The newly weds, I have noticed, are the biggest proponents of marriage, closely followed by parents of the newly weds. Strangely enough people who are stuck in abusive marriages are more vehement in their arguments in favour of me getting married.

Here are some sample arguments I have heard this year on why I should get married now :–

“Why not?”

“Everyone else your age has got married. Niki is your age and he even has a 6 month old child”

“Soon you will be too old and no one will marry you”

“Your mother is getting old and she wants to see you married. Why are you troubling her like this in her oldage?”

“Marry now so you can get a young woman who will be more fertile. Women after 28 cannot have healthy babies”

“What are you waiting for?”

“If you don’t marry now when you get old there will be no one to look after you. You will die alone.”

I am not against marriage, but I am against the mindless follow-the-herd-mentality which doesn’t question the NEED to get married. I am against the automatic knee-jerk response towards marriage that late 20s bring in many of us Indians.

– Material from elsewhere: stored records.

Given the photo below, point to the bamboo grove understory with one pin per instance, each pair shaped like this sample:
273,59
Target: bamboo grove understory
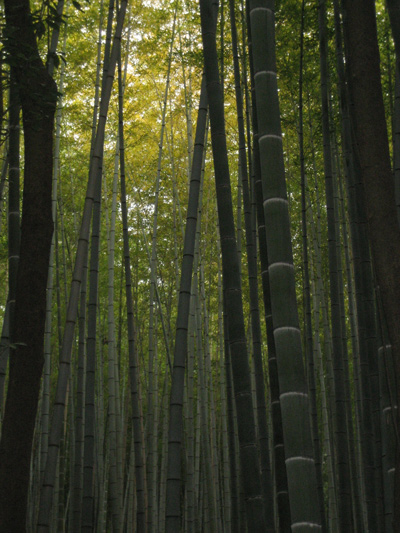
200,265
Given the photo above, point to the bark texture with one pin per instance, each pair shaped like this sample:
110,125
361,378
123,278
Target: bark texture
368,117
38,95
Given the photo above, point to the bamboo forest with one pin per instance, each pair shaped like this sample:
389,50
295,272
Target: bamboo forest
199,266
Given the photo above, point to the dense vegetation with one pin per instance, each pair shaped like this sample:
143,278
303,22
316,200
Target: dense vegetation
199,266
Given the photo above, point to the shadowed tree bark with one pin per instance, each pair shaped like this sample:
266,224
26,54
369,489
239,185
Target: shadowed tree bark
38,95
373,150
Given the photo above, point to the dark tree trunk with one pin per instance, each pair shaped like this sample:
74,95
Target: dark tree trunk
369,123
38,95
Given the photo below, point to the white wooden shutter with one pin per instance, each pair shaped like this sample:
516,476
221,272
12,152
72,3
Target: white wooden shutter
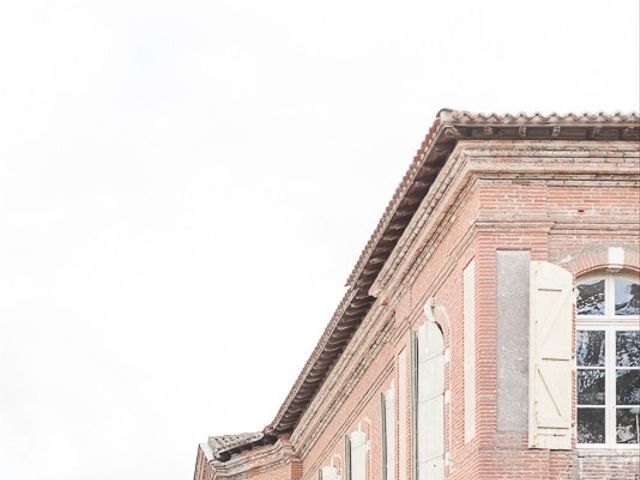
413,404
390,435
347,458
430,402
551,309
358,455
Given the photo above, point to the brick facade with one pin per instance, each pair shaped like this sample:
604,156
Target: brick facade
561,201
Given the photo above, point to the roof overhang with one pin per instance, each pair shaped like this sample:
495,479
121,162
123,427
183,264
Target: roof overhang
448,128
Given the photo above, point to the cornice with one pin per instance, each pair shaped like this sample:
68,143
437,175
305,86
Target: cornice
448,130
470,162
256,460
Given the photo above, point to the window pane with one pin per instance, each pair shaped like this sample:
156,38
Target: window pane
590,348
591,387
591,425
627,297
628,348
590,299
627,387
627,425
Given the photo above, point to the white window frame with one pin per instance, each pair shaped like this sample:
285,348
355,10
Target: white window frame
610,323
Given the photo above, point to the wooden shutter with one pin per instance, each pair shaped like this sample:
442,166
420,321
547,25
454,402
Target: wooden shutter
390,434
383,423
551,310
347,458
358,455
430,402
413,405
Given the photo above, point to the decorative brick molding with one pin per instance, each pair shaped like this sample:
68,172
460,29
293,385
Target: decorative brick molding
594,258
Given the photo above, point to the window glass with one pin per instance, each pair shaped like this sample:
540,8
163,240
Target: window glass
590,348
590,299
627,425
628,348
591,425
608,361
627,387
591,387
627,297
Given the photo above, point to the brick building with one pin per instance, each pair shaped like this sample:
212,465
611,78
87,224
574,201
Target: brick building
491,325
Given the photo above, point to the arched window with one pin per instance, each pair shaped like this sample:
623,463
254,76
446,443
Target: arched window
608,360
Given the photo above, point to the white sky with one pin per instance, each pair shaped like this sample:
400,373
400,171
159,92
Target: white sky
185,186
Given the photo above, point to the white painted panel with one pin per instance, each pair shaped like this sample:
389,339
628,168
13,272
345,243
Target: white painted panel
550,356
391,433
358,456
430,415
403,415
469,287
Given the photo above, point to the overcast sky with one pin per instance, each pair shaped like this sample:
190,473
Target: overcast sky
186,185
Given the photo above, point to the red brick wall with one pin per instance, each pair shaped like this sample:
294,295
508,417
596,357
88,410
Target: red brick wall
545,197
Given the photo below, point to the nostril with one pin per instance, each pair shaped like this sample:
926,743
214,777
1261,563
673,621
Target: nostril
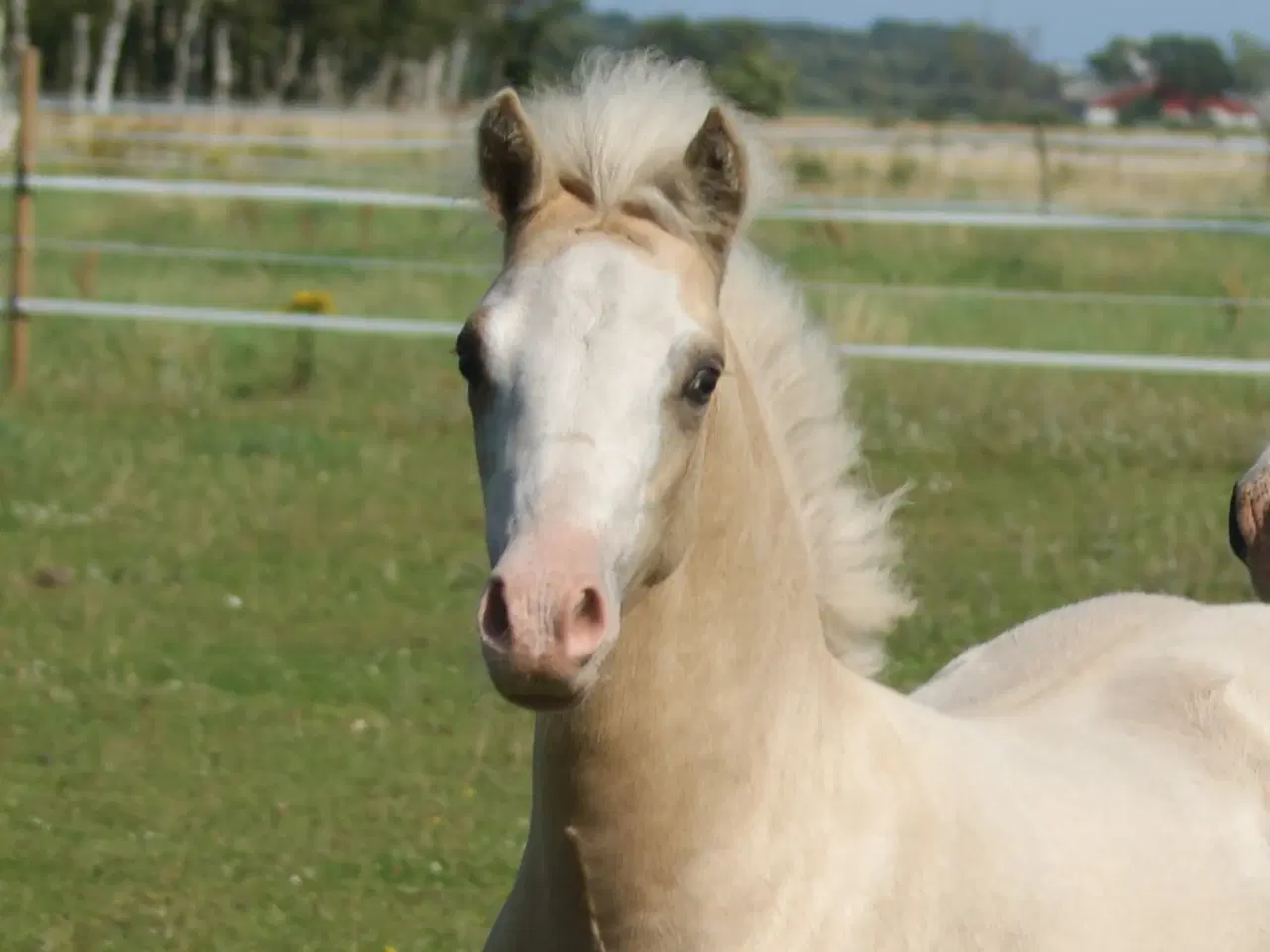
580,629
1238,543
590,608
494,622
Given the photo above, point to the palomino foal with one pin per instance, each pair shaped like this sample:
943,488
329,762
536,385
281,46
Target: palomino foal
690,588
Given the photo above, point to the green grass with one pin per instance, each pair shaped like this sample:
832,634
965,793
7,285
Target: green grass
255,716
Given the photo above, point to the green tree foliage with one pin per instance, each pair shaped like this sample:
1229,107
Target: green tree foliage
1191,66
894,68
1111,63
1185,66
1251,62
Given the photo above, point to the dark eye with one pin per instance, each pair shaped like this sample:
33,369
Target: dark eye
701,385
467,349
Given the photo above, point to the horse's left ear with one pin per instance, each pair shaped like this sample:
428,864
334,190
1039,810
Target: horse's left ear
715,160
508,158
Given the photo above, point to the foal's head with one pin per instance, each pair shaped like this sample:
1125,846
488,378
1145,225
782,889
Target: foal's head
593,365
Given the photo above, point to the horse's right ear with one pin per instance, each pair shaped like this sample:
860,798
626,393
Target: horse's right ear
716,164
508,158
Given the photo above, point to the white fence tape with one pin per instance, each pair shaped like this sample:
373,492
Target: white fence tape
317,194
911,353
194,253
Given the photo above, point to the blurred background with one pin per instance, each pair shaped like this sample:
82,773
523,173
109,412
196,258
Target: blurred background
240,530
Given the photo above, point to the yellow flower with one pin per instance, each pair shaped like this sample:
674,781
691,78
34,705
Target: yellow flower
312,302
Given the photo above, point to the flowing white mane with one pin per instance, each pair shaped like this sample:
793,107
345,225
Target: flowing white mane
621,127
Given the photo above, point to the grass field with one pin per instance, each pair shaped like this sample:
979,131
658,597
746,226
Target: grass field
920,167
240,699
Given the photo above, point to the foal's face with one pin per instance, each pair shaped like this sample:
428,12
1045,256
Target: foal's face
590,376
592,366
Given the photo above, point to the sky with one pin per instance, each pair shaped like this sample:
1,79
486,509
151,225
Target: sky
1067,31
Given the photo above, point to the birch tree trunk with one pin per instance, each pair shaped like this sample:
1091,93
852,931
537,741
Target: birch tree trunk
379,90
434,76
108,60
183,50
458,55
4,71
289,70
81,28
17,40
146,67
222,64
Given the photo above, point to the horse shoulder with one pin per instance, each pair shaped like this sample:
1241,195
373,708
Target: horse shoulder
1049,653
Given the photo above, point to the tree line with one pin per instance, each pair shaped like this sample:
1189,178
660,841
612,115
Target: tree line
437,54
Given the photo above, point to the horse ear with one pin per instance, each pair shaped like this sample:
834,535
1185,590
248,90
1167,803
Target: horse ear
715,160
508,158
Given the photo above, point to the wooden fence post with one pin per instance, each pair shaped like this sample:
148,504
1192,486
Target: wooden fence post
23,216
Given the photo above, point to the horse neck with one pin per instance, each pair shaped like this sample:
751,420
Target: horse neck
719,690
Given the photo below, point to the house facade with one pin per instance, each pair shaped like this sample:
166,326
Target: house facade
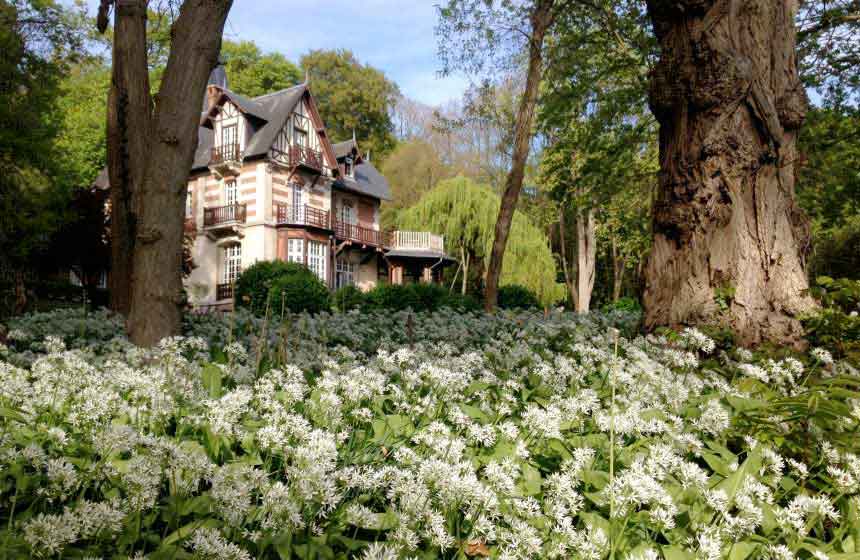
268,183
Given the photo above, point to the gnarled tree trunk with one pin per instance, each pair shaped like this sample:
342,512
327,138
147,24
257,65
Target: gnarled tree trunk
729,240
150,151
586,258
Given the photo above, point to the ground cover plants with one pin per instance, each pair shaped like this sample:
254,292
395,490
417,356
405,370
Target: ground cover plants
432,435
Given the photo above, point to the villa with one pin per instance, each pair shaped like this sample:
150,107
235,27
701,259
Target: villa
268,183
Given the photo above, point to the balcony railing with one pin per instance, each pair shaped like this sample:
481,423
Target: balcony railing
303,215
420,240
223,291
225,214
299,155
354,232
225,153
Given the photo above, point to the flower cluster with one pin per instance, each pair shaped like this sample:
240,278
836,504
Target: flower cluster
513,436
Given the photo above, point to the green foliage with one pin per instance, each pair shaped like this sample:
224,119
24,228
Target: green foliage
637,443
836,250
514,296
347,298
623,304
352,96
465,213
297,289
836,326
416,297
251,289
252,73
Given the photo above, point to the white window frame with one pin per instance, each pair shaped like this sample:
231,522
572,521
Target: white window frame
348,214
317,253
345,272
296,250
231,263
231,192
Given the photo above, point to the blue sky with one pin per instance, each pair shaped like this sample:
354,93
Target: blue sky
395,36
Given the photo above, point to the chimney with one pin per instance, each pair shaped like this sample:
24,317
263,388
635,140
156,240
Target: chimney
213,92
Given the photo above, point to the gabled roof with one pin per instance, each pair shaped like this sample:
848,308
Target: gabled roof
271,110
366,180
343,149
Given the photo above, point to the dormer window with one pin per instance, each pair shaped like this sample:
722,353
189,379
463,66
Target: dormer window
300,131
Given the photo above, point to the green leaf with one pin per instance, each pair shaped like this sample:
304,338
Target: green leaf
531,481
211,377
188,529
677,553
732,484
742,550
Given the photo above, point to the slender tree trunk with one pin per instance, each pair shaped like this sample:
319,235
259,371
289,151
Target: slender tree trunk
568,274
20,293
466,256
619,263
729,102
541,19
586,256
151,147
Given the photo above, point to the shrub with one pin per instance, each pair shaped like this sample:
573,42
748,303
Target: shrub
251,289
417,297
347,298
623,304
514,296
296,290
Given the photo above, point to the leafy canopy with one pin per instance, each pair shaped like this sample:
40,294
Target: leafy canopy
465,213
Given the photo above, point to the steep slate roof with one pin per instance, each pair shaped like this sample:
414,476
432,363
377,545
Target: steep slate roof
272,111
367,180
343,149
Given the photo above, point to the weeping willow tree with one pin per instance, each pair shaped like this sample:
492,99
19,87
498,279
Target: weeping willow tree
465,213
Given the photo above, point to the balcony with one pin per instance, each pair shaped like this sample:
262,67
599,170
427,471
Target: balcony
223,291
226,159
417,241
296,156
302,215
224,216
359,234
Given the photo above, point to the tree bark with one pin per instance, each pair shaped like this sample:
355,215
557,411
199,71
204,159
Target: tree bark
729,102
541,19
586,256
568,274
466,257
128,110
619,263
152,148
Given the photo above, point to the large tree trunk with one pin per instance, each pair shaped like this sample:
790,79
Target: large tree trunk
128,111
541,19
152,147
586,258
729,102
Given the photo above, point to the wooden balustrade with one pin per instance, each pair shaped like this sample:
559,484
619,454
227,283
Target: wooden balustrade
299,155
355,232
303,215
223,291
224,153
420,240
225,214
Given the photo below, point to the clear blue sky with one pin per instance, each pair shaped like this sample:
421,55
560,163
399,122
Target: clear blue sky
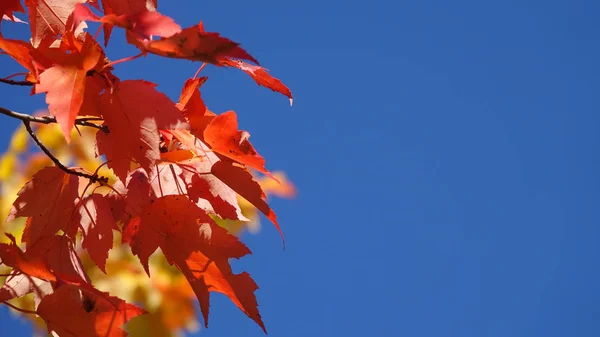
446,155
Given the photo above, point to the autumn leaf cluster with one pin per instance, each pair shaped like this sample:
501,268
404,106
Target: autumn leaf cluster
174,172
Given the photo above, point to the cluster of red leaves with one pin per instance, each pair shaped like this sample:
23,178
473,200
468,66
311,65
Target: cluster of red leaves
178,166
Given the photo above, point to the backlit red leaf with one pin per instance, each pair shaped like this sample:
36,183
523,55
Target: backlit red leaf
74,312
8,7
198,247
49,200
260,76
242,182
97,223
65,84
223,136
134,112
48,17
194,43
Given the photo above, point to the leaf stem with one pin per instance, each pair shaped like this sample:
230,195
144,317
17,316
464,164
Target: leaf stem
13,82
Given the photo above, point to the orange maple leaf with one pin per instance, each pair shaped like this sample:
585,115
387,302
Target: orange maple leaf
8,7
134,112
48,199
260,76
74,312
223,136
241,181
48,17
200,248
97,223
194,43
65,82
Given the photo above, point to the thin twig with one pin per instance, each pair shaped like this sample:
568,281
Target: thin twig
13,82
19,309
51,119
93,178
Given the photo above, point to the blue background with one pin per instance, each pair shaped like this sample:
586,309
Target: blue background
445,152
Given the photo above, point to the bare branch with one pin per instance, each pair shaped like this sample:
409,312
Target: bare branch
93,178
84,121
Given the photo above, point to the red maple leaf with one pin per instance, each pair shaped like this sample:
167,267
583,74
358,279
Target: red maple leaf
74,312
47,18
49,200
65,82
97,223
8,7
194,43
144,23
134,112
200,248
260,76
242,182
223,136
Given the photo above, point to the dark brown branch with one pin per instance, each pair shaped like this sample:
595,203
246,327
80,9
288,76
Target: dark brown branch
93,178
13,82
85,121
19,309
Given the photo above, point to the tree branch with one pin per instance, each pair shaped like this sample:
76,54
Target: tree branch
13,82
93,178
85,121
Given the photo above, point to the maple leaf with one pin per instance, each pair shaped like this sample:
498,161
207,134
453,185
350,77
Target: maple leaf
18,285
97,223
49,17
223,136
74,312
51,258
134,112
8,7
190,240
34,266
20,51
120,7
209,192
193,107
144,23
48,199
194,43
242,182
260,76
65,83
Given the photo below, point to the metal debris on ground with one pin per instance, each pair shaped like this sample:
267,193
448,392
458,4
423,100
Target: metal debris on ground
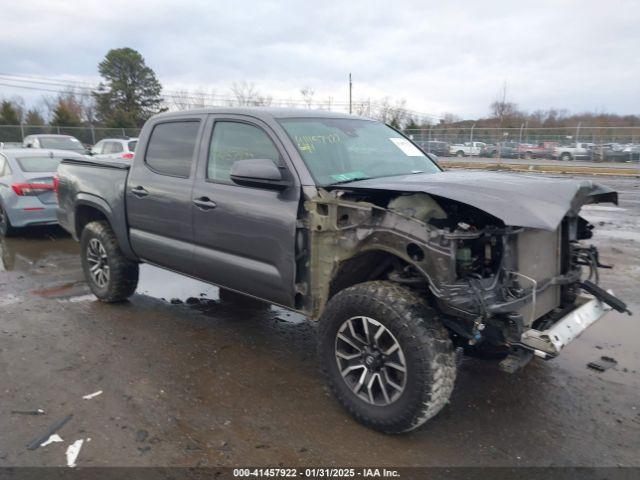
39,411
52,439
91,395
34,444
73,451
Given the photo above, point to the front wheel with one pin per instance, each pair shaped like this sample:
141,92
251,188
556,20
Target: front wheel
111,276
387,357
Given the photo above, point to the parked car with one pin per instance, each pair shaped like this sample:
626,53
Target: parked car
574,151
467,149
540,150
441,149
115,148
501,149
26,187
55,142
346,221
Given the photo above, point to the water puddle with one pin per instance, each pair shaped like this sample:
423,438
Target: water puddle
181,290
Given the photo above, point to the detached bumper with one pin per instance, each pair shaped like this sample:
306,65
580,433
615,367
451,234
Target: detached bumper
548,343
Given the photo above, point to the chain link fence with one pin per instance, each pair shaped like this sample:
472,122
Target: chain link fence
605,142
528,135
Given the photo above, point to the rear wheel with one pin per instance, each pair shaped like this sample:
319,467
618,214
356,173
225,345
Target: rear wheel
6,229
387,357
111,276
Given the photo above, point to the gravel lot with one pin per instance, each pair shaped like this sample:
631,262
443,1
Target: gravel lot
204,383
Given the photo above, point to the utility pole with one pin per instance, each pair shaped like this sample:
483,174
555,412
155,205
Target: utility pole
350,90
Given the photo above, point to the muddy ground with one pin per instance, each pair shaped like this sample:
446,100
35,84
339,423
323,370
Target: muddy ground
217,384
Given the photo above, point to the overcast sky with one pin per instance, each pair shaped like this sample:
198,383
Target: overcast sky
439,56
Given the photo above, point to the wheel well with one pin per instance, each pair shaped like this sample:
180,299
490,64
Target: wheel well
367,266
86,214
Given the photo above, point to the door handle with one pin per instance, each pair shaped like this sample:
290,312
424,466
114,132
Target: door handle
139,191
204,203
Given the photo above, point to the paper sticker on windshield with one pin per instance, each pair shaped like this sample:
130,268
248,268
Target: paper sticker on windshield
409,149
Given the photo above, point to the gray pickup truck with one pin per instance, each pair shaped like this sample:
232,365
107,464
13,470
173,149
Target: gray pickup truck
347,221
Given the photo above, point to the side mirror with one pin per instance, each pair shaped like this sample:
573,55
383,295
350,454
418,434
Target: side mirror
258,172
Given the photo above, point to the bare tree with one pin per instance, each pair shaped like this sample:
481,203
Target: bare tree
245,93
501,108
187,100
394,114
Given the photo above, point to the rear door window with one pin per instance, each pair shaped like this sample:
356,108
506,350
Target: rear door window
171,148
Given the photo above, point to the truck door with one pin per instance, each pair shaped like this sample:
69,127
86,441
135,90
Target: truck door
244,237
158,193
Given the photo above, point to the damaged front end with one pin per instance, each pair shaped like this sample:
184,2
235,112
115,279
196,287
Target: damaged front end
497,279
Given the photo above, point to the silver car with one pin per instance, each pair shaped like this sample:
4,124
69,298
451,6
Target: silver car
108,148
27,195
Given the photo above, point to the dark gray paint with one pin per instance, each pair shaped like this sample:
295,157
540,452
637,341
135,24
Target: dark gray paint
246,242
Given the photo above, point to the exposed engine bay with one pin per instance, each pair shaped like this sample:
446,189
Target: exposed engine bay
490,280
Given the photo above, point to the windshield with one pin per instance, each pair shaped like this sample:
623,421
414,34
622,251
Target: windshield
61,143
343,149
38,164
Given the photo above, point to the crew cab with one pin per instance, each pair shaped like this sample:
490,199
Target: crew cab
345,220
574,151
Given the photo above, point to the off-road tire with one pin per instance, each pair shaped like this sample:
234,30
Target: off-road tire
123,273
6,229
428,350
241,301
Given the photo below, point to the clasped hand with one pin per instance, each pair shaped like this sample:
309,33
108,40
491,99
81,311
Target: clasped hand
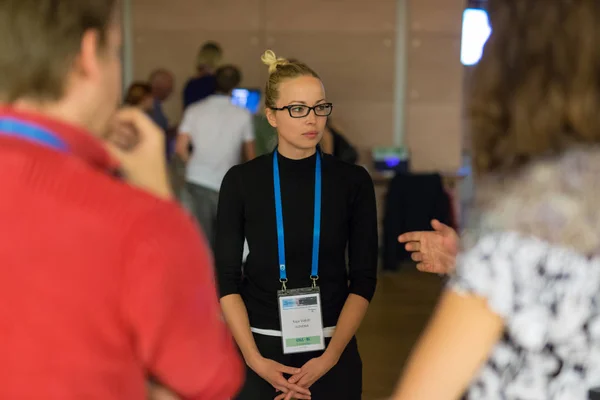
310,372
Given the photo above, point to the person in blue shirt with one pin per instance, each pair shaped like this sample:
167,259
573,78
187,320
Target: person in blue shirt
204,83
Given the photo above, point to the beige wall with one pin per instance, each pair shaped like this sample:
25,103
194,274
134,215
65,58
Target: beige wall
434,97
351,43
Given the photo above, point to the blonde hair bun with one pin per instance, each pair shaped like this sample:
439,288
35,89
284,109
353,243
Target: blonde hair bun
270,59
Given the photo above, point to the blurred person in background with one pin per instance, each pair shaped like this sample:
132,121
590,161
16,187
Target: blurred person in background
520,318
106,283
265,135
220,134
162,82
299,209
204,83
139,95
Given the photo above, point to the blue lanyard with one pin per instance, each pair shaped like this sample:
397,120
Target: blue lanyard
314,274
17,128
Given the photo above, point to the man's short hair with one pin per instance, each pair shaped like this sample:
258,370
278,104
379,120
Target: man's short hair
228,77
40,40
209,55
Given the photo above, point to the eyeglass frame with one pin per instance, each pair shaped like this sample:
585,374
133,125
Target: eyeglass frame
313,109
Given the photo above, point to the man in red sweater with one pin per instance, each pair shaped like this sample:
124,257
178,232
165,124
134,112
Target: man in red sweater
105,282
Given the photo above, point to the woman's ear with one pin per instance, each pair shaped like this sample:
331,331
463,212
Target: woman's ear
271,117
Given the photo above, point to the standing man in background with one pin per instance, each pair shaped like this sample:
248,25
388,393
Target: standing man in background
204,83
105,281
162,82
220,133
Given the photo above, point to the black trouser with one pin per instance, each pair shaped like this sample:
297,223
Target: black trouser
343,381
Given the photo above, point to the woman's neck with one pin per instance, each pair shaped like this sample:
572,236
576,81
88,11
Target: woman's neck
292,152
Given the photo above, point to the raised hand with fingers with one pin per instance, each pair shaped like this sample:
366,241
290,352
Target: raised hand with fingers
272,372
434,251
138,145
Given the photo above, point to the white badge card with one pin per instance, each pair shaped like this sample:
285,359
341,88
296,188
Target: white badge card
301,320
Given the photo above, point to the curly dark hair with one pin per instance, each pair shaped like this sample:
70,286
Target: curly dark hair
536,90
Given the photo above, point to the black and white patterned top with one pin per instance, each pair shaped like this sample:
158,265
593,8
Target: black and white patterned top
549,298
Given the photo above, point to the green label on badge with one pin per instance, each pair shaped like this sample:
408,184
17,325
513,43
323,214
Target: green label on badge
305,341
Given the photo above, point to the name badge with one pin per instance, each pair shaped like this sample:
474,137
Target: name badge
301,320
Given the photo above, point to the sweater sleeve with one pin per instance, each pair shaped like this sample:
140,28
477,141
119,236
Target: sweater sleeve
171,307
363,243
229,244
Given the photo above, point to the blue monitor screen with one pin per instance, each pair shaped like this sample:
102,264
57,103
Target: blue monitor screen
475,33
246,98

I spent my early 20s thinking I was in love. I am older now and looking back I realize what I felt for her was not love. It was just a physical attraction that got combined with my strong need to be with someone. I wasn’t comfortable in my own skin and wanted a woman to make me feel complete.

I now know that a woman won't make me feel complete. Money won't make me feel complete. Drugs won't. A great career won't. Comforts won't. Friends won't. Nothing can ever make me feel complete, except myself.

So the only reason I will ever marry is because I found someone whom I can grow with and want to be with that person for the rest of my life. I haven’t found someone like that in nearly 30 years on this planet. Perhaps the next 30 might prove more propitious. Then again, perhaps it may not.

I think a lot of people get married for the wrong reasons. Speaking for myself, I know I will not marry because I am afraid to grow alone. I will not marry because I feel I have to. I will not marry out fear of not finding anyone later on in life. I will not marry because the rest of my friends are. I will not marry for the sake of getting married.

I think society conditions us to feel that we HAVE to get married. I suspect the truth to be otherwise.